The author of the TBS article took a completely different approach. In posing such questions, he argued that feminists were pitting women’s rights against men’s rights and undermining the hardships faced by men. These feminists were directing their questions toward men “because of the assumption that most hardships for women are because of men.”

In actual fact he missed the point. Yes, these questions are about women’s experiences and yes, they are directed towards men, but they are not attacking men. It is not a fundamental denial of your rights and struggles when a person points out that in some areas of life they experience discrimination and you don’t. You are not a victim simply because someone is asking you to recognise that they experience disadvantage. These feminists were not asking men to give up their careers or deny their male identity on a CV, nor were they wishing that men would be harassed next time they went out. They were merely seeking recognition of the difficulties women face compared to men in certain aspects of their lives. It is not insulting or demeaning that they ask men to care about them. Nor does it preclude men from weighing in with their own legitimate concerns about gender equality.

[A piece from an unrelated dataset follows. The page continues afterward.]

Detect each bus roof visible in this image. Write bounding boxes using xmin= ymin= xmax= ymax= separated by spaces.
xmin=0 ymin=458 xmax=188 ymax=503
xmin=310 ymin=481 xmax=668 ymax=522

Without even attempting to answer any of the #QuestionsForMen, the author proceeded to pit these questions against his list of #QuestionsForWomen. Some of these questions did address important issues faced by men, such as the lack of support offered to male victims of sexual violence (although he failed to acknowledge that this is an issue often considered important by feminists). In presenting his long list of questions as an answer to #QuestionsForMen, the author himself frames discrimination against men and women as two opposing concerns. Rights are not a zero-sum game, and pitting women’s rights against men’s rights is not just unhelpful, it is ridiculous. The fact that men may be more likely to die on the job doesn’t change anything about the fact that women are less likely to get hired or be promoted.

The author’s belief that rights are zero-sum and that giving women a fair go necessarily undermines men, inhibits his ability to think rationally about gender equality. This is particularly clear in his preoccupation with affirmative action, where he laments women’s-only scholarships and hiring quotas as directly undermining men’s rights. Not once does he acknowledge that these policies are designed to address well-researched, clearly-substantiated sexism in hiring practices. In fact, instead of addressing pertinent evidence in support of affirmative action, he references an article that also fails to address such evidence.

This, along with conflating the hiring choices of Mamamia with the female domination of journalism in general; citing the gender-neutral procedures of Queensland Police for addressing domestic violence as evidence that men are discriminated against in hostile disputes; and conflating the conviction rate of perpetrators of sexual violence against men in US prison systems with the conviction rate of all such perpetrators everywhere, the #QuestionsForWomen opinion piece is an example of opinion pieces gone wild.

Opposing views and differences of opinion are a fact of life, but we should not be entitled to express our opinions if we can’t back them up substantially. It is not acceptable to give your opinion if you have to support it with poor, inappropriate references. Frankly, it is downright insulting to be presented with such an opinion piece, masquerading as balanced and rational, and be asked to swallow it.

#QuestionsForMen highlighted some of the pervasive sexism experienced by women in their everyday lives. Sure, let’s have some discussions about where these issues come from (think: patriarchy, #notallmen) and why they affect both men and women alike. Let’s also have QuestionsForWomen, but let them be based in reality, address well-substantiated issues like those discussed by QuestionsForMen, and let them not pit men’s rights against women’s rights.

Instead, let our discussions about gender equality further our attempts to achieve equal rights for all people and a better life for everyone.